The protests were triggered by the femicide—to our mind—of Mahsa Amini. There is a clear gender aspect, as I think we can all agree. Writing in The Sunday Times, Nazanin Zaghari-Ratcliffe, who has a greater familiarity than anyone with the Iranian regime’s brutality, put it best:
“Mahsa’s death is the latest blow to the people of a country long abused… Women in Iran are desperate. They are furious and restless. They cannot take it anymore.”
I commend the Minister for her statement, but what more can the UK Government do to ensure accountability for the perpetrators of femicide? Do His Majesty’s Government view the murder of Ms Amini as femicide? Further to the point that the hon. Member for Harrow East made about closing the UK mission, may I take another view and say that closing the mission would shut down dialogue when actually we need to continue those efforts in-country?
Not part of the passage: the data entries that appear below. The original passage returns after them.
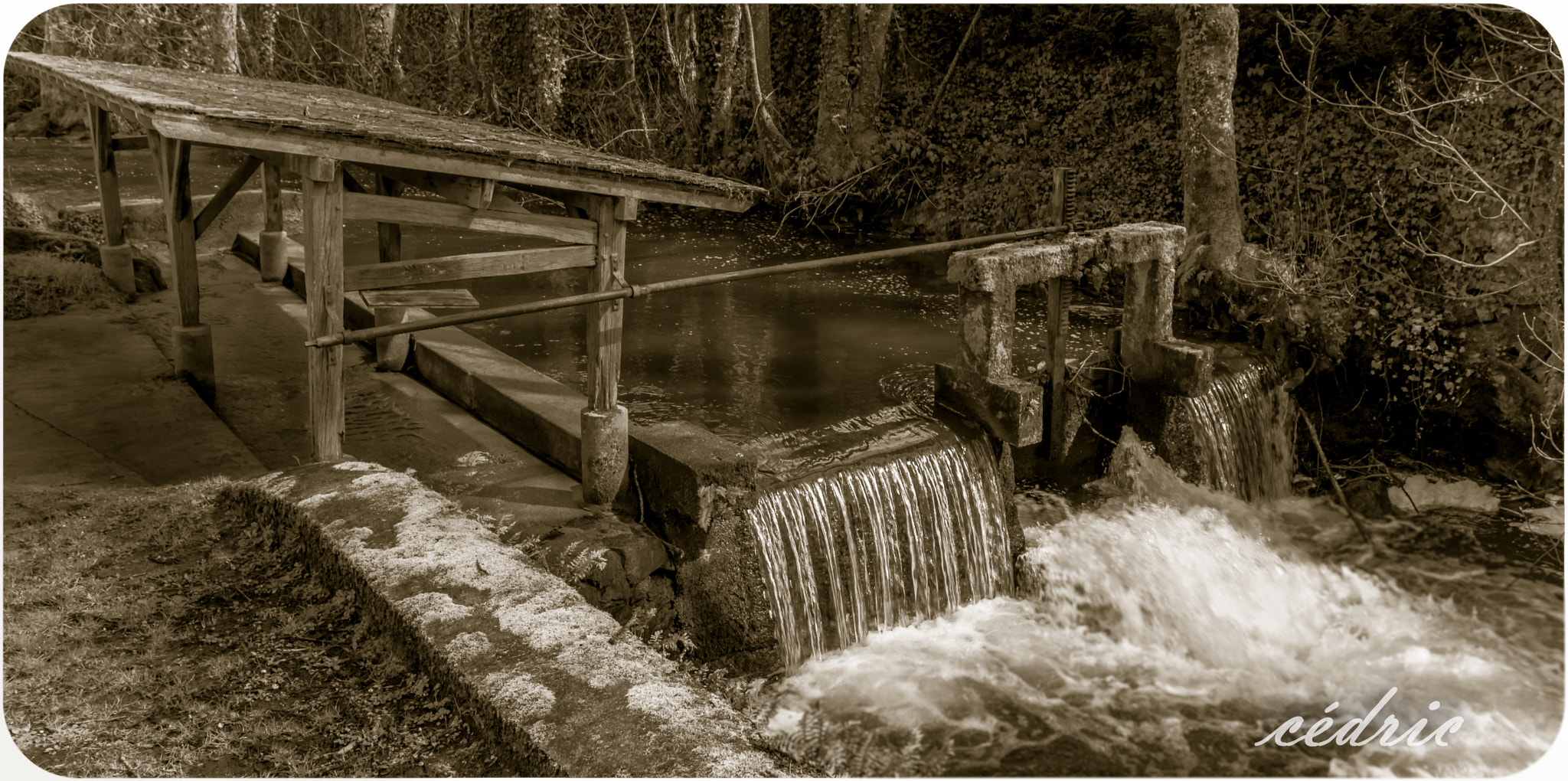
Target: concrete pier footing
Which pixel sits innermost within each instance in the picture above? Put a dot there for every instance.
(119, 267)
(275, 256)
(603, 453)
(193, 360)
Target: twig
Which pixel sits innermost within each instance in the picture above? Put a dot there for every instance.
(941, 88)
(1331, 479)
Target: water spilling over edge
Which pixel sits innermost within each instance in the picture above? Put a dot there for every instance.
(882, 541)
(1243, 432)
(1168, 632)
Yes, we need to continue efforts and dialogue in-country. That also holds for continued discussion on the nuclear deal, which has been mentioned. We will always continue to work with our like-minded partners to ensure that Iran is held to account, including via the UN Human Rights Council in Geneva and the UN General Assembly in New York. At its 51st session, our permanent representative to the UNHRC in Geneva, Ambassador Simon Manley, raised the death of Mahsa Amini and called on Iran
“to carry out independent, transparent investigations into her death and the excessive violence used against subsequent protests.”
We have joined 52 other countries in issuing a joint statement to the Human Rights Council, urging restraint and accountability in Iranian law enforcement. The European Union, Canada and the United States have also sanctioned the morality police and certain individuals, and we will continue to work with those like-minded countries, but we cannot of course comment on any future designations or sanctions.